Il y a huit ans, sa fille Isabelle payait de sa vie les lacunes du système de remise en liberté conditionnelle. Enlevée, séquestrée, agressée sexuellement puis battue à mort, elle avait été retrouvée sans vie dans un champ de Fleurimont, non loin du chemin Duplessis, à l'été 1996.

Ses agresseurs étaient, tout comme Hugo Bernier, en probation pour des crimes dont ils avaient été reconnus coupables.

It is my understanding that Marcel Bolduc will be joining Pierre Boisvenu in a meeting on November 15th with Quebec's minister of justice.

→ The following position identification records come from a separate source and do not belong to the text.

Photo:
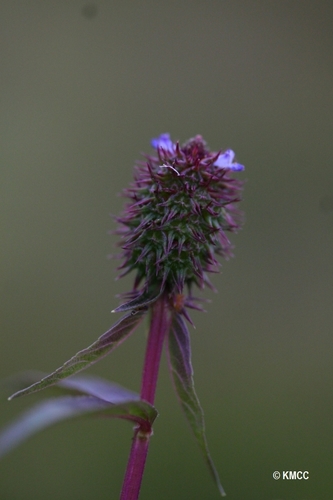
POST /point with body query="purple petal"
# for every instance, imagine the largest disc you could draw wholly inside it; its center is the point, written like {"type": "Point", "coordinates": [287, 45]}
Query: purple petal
{"type": "Point", "coordinates": [225, 160]}
{"type": "Point", "coordinates": [164, 142]}
{"type": "Point", "coordinates": [55, 410]}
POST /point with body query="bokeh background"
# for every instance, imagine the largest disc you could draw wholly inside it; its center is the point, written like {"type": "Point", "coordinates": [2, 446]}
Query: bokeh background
{"type": "Point", "coordinates": [84, 86]}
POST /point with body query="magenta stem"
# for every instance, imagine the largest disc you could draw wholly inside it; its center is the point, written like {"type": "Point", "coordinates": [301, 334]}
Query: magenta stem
{"type": "Point", "coordinates": [159, 325]}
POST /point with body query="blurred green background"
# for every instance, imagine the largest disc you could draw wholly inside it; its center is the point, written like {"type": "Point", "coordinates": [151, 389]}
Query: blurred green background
{"type": "Point", "coordinates": [84, 86]}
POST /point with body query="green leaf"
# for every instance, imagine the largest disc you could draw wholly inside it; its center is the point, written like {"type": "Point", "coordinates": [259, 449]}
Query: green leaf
{"type": "Point", "coordinates": [179, 354]}
{"type": "Point", "coordinates": [103, 346]}
{"type": "Point", "coordinates": [143, 300]}
{"type": "Point", "coordinates": [52, 411]}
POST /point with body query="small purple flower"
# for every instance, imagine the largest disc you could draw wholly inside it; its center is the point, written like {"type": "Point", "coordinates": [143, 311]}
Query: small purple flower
{"type": "Point", "coordinates": [164, 142]}
{"type": "Point", "coordinates": [225, 160]}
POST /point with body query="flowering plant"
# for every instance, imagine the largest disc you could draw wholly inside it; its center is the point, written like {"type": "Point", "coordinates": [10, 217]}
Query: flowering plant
{"type": "Point", "coordinates": [182, 202]}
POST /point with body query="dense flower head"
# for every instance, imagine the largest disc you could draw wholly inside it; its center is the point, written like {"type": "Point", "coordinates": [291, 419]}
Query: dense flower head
{"type": "Point", "coordinates": [182, 203]}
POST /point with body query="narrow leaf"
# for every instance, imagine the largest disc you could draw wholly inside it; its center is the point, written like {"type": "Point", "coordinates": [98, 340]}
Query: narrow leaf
{"type": "Point", "coordinates": [143, 300]}
{"type": "Point", "coordinates": [54, 410]}
{"type": "Point", "coordinates": [179, 354]}
{"type": "Point", "coordinates": [86, 384]}
{"type": "Point", "coordinates": [103, 345]}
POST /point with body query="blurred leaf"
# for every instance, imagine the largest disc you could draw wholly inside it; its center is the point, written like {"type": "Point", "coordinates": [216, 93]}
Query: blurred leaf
{"type": "Point", "coordinates": [86, 384]}
{"type": "Point", "coordinates": [54, 410]}
{"type": "Point", "coordinates": [103, 345]}
{"type": "Point", "coordinates": [142, 301]}
{"type": "Point", "coordinates": [179, 353]}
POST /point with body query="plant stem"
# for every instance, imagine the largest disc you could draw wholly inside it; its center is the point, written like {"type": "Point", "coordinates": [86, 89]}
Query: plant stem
{"type": "Point", "coordinates": [159, 325]}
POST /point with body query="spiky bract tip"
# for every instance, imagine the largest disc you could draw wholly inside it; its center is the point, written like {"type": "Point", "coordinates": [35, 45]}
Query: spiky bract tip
{"type": "Point", "coordinates": [182, 202]}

Bernier trial sensitizes Sherbrooke community to the problems of sexual violence

Julie Boisvenu
CALACS de l'Estrie

Le cas de Julie doit servir d'exemple

Geneviève Simard-Tozzi
La Tribune

"Ce que j'ai dit à la famille Boisvenu vendredi dernier à la suite de la condamnation de Bernier, c'est que ce n'est pas une belle journée, mais une bonne journée."

Josée Anctil, responsable de la sensibilisation et de la prévention du Centre d'aide et de lutte contre les agressions à caractère sexuel (CALACS) de l'Estrie croit de tout coeur que le procès de Hugo Bernier a sensibilisé comme jamais la population sherbrookoise aux agressions sexuelles.

"Les accusations portées contre Julie par Bernier ont fait beaucoup parler, soutient Mme Anctil. Et de voir Pierre-Hugues Boisvenu déclarer tout haut le fait que trop souvent la victime finit par être l'accusée, c'est une nouvelle façon de lancer la problématique tant dénoncée par le CALACS. Cela relance la lutte politique en nous donnant un nouveau représentant."

En effet, Pierre-Hugues Boisvenu n'a jamais hésité à prendre parole. Il ne s'est jamais tu. Par le fait que ce soit un homme qui nomme des choses, Josée Anctil a l'impression que la population peut être touchée d'une manière différente.


Wednesday, November 03, 2004

Theresa Marie Allore

October 12th, 1959 - November 3rd, 1978


Tuesday, November 02, 2004

Hmmm... This is interesting

Man waives right to cause hearing

HILLSBOROUGH -- Andrew Douglas Dalzell waived his right to a probable cause hearing that was scheduled to be held Thursday in Orange County District Court.

Dalzell is charged with second-degree murder in the Dec. 1, 1997 death of Deborah Leigh Key, who disappeared after she was last seen with Dalzell in a parking lot in downtown Carrboro. Dalzell is also facing charges of third-degree sexual exploitation of a minor, obtaining property by false pretense, financial identity fraud, larceny by employee and possession of stolen goods.

During a probable cause hearing, evidence against a defendant is presented to a district court judge, who decides whether the evidence is strong enough for the defendant to stand trial in superior court.

The Orange County District Attorney's office intends to present the case against Dalzell to a grand jury on Nov. 8 for indictment.


Monday, November 01, 2004

Why is this family smiling?

Because they know the 25-year life sentence for Hugo Bernier is just the beginning. Check out their lawyer in the back. Does this look like a man who backs down from a fight? Get ready for the Boisvenus civil suit, Sherbrooke.